I came up with the following idea:
I can see the sketch is rough, but this is not a matter of exact measurements, I am trying to show you a working principle instead. YOU use what YOU have on hand, I use what I have on hand.
The idea is to elongate the tube and move the anode terminal up enough such that the creepage distance is sufficient. With minor pollution, a good distance would be 20 mm/kV, which at 9 kV would result in a distance of 18 cm. The tube is 10 cm from cathode to anode, so I need an additional 8 cm to operate the tube reliably. As an insulator I bought an alumina tube with an inner diameter that closely fits around the anode terminal. To make a proper isolating connection between the ballast and the alumina tube, I bought a high-temperature o-ring made of VMQ rubber that fits snug around the anode connection. According to the datasheet the tube will get about 200 degrees C, this rubber is technically rated above that but it's a bit on the edge. The rubber is greast up with high temperature dielectric grease meant for sealing sparkplugs.
Then I got a copper tube, 4mm in diameter, with an inner diameter big enough to perfectly slide (and solder) in a spring-loaded pogo-pin. Then I drilled a hole through a brass bead, slid it over the tube and soldered it in place with a heat gun. This bead is used to press the alumina insulator firmly against the ballast whilst all slack in the electrical connection with the anode is taken up by the pogo-pin. To prevent cracking of the insulator, I used a silicone gasket with a hole the same size as the outer diameter of the copper tube to use as cushioning.
Finally I prepared two bigger brass beads, soldering a standoff to the side, and drilling a hole through of 4.2 mm. One of the beads is used as a guide for the copper tube to slide through. The other has M5 threads partially tapped through the hole for a set screw. The tube was cut with a saw such that it would fall about halfway in the threads. With the set screw, we can crush the o-ring between the insulator and ballast such that we have a good insulating seal.
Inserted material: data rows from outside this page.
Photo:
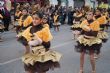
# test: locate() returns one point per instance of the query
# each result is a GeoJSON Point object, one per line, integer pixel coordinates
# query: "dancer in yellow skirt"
{"type": "Point", "coordinates": [88, 42]}
{"type": "Point", "coordinates": [25, 21]}
{"type": "Point", "coordinates": [36, 39]}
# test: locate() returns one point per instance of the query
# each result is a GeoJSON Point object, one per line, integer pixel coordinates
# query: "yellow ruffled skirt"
{"type": "Point", "coordinates": [103, 35]}
{"type": "Point", "coordinates": [76, 27]}
{"type": "Point", "coordinates": [41, 60]}
{"type": "Point", "coordinates": [88, 44]}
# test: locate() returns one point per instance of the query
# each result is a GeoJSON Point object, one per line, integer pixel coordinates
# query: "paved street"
{"type": "Point", "coordinates": [11, 52]}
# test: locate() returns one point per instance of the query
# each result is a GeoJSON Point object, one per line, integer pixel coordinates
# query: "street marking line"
{"type": "Point", "coordinates": [13, 60]}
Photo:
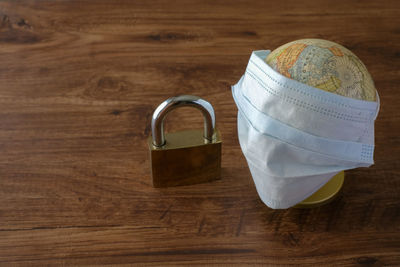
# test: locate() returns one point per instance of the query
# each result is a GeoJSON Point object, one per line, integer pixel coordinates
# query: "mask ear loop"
{"type": "Point", "coordinates": [378, 100]}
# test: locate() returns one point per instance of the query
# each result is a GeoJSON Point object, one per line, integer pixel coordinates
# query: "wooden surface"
{"type": "Point", "coordinates": [78, 83]}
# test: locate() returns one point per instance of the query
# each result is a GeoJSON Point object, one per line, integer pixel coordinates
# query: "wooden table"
{"type": "Point", "coordinates": [79, 81]}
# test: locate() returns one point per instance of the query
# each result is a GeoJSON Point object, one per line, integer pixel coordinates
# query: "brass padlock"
{"type": "Point", "coordinates": [185, 157]}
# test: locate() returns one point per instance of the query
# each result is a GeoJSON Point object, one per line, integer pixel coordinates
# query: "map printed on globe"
{"type": "Point", "coordinates": [325, 65]}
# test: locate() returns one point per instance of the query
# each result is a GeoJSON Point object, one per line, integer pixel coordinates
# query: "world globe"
{"type": "Point", "coordinates": [325, 65]}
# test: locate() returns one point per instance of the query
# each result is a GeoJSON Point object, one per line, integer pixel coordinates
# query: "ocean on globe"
{"type": "Point", "coordinates": [325, 65]}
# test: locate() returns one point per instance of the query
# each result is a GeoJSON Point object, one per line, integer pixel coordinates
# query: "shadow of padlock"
{"type": "Point", "coordinates": [184, 157]}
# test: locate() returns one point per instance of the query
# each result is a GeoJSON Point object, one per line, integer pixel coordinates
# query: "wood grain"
{"type": "Point", "coordinates": [78, 83]}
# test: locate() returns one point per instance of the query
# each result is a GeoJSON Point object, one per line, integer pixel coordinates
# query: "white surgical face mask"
{"type": "Point", "coordinates": [296, 137]}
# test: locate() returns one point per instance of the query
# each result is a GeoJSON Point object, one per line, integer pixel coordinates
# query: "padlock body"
{"type": "Point", "coordinates": [185, 159]}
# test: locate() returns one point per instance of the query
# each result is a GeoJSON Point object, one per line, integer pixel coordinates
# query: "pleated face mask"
{"type": "Point", "coordinates": [296, 137]}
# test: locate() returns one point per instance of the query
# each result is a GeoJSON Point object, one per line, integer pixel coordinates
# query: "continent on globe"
{"type": "Point", "coordinates": [325, 65]}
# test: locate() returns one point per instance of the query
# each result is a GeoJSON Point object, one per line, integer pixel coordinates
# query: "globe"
{"type": "Point", "coordinates": [330, 67]}
{"type": "Point", "coordinates": [325, 65]}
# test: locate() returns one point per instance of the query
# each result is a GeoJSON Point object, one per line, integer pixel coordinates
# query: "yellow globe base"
{"type": "Point", "coordinates": [325, 194]}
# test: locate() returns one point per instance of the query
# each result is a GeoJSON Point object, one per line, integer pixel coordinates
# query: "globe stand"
{"type": "Point", "coordinates": [325, 194]}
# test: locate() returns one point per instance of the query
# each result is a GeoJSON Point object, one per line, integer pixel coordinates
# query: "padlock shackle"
{"type": "Point", "coordinates": [157, 122]}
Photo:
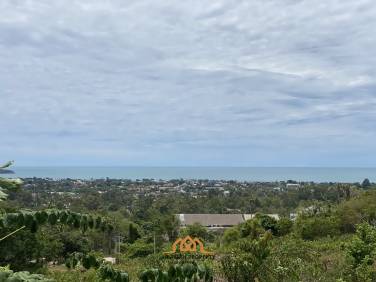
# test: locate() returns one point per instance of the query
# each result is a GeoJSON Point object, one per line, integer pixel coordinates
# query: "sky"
{"type": "Point", "coordinates": [188, 83]}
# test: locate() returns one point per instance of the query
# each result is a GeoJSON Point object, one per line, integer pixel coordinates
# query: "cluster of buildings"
{"type": "Point", "coordinates": [217, 221]}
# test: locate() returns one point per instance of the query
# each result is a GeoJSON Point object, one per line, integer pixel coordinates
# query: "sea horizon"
{"type": "Point", "coordinates": [237, 173]}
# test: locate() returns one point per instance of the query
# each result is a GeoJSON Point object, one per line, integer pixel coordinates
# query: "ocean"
{"type": "Point", "coordinates": [316, 174]}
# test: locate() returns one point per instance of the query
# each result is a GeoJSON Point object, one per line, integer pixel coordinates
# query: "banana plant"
{"type": "Point", "coordinates": [107, 272]}
{"type": "Point", "coordinates": [187, 272]}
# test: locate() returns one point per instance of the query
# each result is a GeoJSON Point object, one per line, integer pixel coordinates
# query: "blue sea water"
{"type": "Point", "coordinates": [316, 174]}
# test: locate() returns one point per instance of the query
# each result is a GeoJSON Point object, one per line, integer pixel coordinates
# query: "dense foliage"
{"type": "Point", "coordinates": [326, 231]}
Then, a final small bead was drilled through, and threads were tapped such that it could be used to cover the threads of the set screw.
Everything was given a good polish to prevent coronal discharge and field amplification at sharp points since we are dealing with high voltages, and were mounted to a circuit board with an acrylic rod as reinforcement:
"This is all good and fun but I don't have the specialized tools in-house you have" I can hear people utter.
In this example, the only power tools I used was my battery-powered drill and a heat gun for paint removal. The rest can be done manually with files, sand paper, hand taps, a metal saw etc. Get creative! Doing these jobs, accuracy and patience are much more important than the amount of power tools you own. The rest of the circuit board can now be used to build a voltage multiplier, rectifier, filter network and measurement resistor on. The small board has enough space for a simple regulator. The current is inherently limited due to the nature of the high impedance output power supply we need, so we won't have to deal with all that jazz.